The Hyping Point

A few readers have written in, asking me about a recent article in Fast Company about Malcolm Gladwell’s  Tipping Point and new research by Duncan Watts. (Cory’s take on it is here). Full disclosure: Duncan is brilliant, and so is Malcolm. Which is my point, I guess. Duncan’s work does nothing at all to discredit the importance of what Gladwell is saying in the Tipping Point. Mostly, I think it’s a provocative headline designed to get clicks for the magazine…

As I understand it, people are influenced by the people around them. That we act, like buffalo, in a herd. The idea that a single influential individual (even a blogger like Guy or a talk show host like Oprah) can individually change the herd is crazy, and I don’t think anyone has argued that.

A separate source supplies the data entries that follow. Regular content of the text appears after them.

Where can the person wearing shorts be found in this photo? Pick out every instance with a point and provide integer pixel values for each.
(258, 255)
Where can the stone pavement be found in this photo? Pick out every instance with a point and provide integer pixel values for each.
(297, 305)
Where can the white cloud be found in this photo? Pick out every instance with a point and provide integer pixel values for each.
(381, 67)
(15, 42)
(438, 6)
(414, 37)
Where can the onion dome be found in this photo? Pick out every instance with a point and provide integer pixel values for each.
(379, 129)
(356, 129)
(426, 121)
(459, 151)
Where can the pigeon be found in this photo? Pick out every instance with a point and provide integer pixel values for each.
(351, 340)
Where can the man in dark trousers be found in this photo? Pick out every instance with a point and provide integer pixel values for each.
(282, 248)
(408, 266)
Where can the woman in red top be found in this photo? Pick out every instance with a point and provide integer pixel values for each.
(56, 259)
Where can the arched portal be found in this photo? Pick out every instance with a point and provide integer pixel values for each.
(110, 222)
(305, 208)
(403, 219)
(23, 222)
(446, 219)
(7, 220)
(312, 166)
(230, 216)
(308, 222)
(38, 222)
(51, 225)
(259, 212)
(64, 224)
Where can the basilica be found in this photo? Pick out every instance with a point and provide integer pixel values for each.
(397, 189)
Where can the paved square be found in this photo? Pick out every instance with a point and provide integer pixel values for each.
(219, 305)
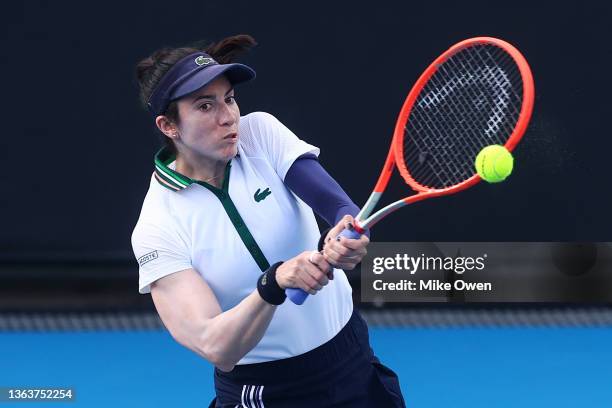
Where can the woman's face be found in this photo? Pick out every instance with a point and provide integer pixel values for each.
(209, 121)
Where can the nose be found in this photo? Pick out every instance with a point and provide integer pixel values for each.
(227, 115)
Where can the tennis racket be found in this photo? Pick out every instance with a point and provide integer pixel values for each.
(478, 93)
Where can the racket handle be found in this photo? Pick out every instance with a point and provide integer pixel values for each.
(296, 295)
(350, 234)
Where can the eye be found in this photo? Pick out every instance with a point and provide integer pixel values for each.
(205, 107)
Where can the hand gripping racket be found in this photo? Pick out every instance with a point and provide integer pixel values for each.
(478, 93)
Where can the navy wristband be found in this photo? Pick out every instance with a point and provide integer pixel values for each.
(268, 288)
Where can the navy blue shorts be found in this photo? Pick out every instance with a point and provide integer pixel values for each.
(344, 372)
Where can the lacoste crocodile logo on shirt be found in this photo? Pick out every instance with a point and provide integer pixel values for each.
(259, 196)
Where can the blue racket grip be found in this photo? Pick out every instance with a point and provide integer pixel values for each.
(298, 296)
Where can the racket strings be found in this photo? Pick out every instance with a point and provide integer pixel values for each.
(473, 100)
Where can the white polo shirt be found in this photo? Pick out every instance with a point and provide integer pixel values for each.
(187, 224)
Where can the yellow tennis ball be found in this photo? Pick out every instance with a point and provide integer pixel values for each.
(494, 163)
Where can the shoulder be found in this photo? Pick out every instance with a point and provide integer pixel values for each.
(258, 123)
(155, 212)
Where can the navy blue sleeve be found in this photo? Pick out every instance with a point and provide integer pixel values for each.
(309, 181)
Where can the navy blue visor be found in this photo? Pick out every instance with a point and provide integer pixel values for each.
(190, 74)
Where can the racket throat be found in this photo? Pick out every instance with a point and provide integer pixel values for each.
(367, 209)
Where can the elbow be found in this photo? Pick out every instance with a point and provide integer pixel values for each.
(218, 357)
(220, 360)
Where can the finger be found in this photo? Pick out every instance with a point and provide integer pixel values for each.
(319, 261)
(308, 284)
(319, 276)
(353, 244)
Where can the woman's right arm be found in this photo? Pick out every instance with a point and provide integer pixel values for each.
(191, 313)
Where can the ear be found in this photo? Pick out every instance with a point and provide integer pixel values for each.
(167, 127)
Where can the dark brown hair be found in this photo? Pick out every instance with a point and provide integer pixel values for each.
(150, 70)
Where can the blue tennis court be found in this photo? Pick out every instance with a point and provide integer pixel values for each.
(438, 367)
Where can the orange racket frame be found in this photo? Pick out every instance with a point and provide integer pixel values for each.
(395, 156)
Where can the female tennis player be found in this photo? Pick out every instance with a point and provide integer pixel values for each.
(227, 225)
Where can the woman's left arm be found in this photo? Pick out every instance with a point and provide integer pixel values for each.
(309, 181)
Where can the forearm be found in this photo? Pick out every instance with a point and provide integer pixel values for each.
(309, 181)
(230, 335)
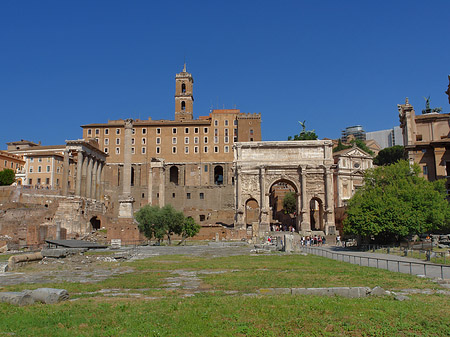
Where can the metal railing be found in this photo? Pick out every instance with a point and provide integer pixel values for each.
(407, 267)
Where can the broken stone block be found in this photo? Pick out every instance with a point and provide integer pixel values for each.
(16, 298)
(378, 291)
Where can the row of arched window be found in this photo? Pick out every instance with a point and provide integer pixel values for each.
(218, 175)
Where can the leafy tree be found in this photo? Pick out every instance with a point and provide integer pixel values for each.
(7, 177)
(395, 202)
(156, 222)
(390, 155)
(290, 203)
(189, 230)
(304, 135)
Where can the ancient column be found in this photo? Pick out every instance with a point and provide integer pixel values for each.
(99, 181)
(137, 175)
(126, 200)
(264, 222)
(329, 209)
(65, 180)
(150, 185)
(79, 171)
(304, 224)
(161, 187)
(94, 179)
(239, 220)
(89, 176)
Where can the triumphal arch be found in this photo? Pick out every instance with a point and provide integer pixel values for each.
(265, 171)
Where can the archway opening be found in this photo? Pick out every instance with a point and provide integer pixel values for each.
(174, 175)
(95, 223)
(316, 214)
(284, 205)
(251, 211)
(218, 175)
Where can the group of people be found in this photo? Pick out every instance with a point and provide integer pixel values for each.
(316, 240)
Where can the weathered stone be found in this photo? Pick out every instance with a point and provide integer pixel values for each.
(48, 295)
(275, 291)
(16, 298)
(61, 252)
(378, 291)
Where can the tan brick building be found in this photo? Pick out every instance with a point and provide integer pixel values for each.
(12, 162)
(427, 140)
(184, 162)
(43, 165)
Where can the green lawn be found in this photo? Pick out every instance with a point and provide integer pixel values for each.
(212, 312)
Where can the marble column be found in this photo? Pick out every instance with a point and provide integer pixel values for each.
(304, 225)
(79, 172)
(239, 215)
(162, 187)
(94, 179)
(126, 200)
(65, 179)
(99, 181)
(264, 217)
(150, 186)
(89, 177)
(329, 209)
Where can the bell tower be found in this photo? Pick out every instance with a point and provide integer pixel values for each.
(184, 99)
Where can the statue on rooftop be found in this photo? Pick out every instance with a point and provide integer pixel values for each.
(448, 90)
(427, 109)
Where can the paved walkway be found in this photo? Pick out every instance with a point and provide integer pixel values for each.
(395, 263)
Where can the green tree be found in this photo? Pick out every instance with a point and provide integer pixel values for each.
(289, 203)
(189, 230)
(390, 155)
(156, 222)
(7, 177)
(304, 135)
(394, 203)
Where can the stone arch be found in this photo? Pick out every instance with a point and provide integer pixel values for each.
(251, 211)
(218, 175)
(277, 190)
(316, 214)
(95, 223)
(174, 175)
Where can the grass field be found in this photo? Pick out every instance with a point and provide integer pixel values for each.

What should be really clear, though, is that people with big audiences certainly count as one of the people around you. If the guy down the row at work buys a Mac Air, it counts. If Guy buys a Mac Air, it counts just as much (or possibly a bit more). If a kid in school is listening to Ini, it counts. And if you hear HotStepper on a popular radio station, it counts just as much. Since people with big audiences have more ‘friends’ and have more ‘people down the hall’, they have more influence. Not because they count for more, just because they ‘know’ more people. (Forgive the excessive use of single quotation marks, please).

Unleashing the Ideavirus didn’t spread because ‘important’ people endorsed and promoted it. It spread because passionate people did.

One more reason not to obsess about the A list in any media category. Worry instead about people with passion and people with lots of friends. You need both for ideas to spread. That was Malcolm’s point all along.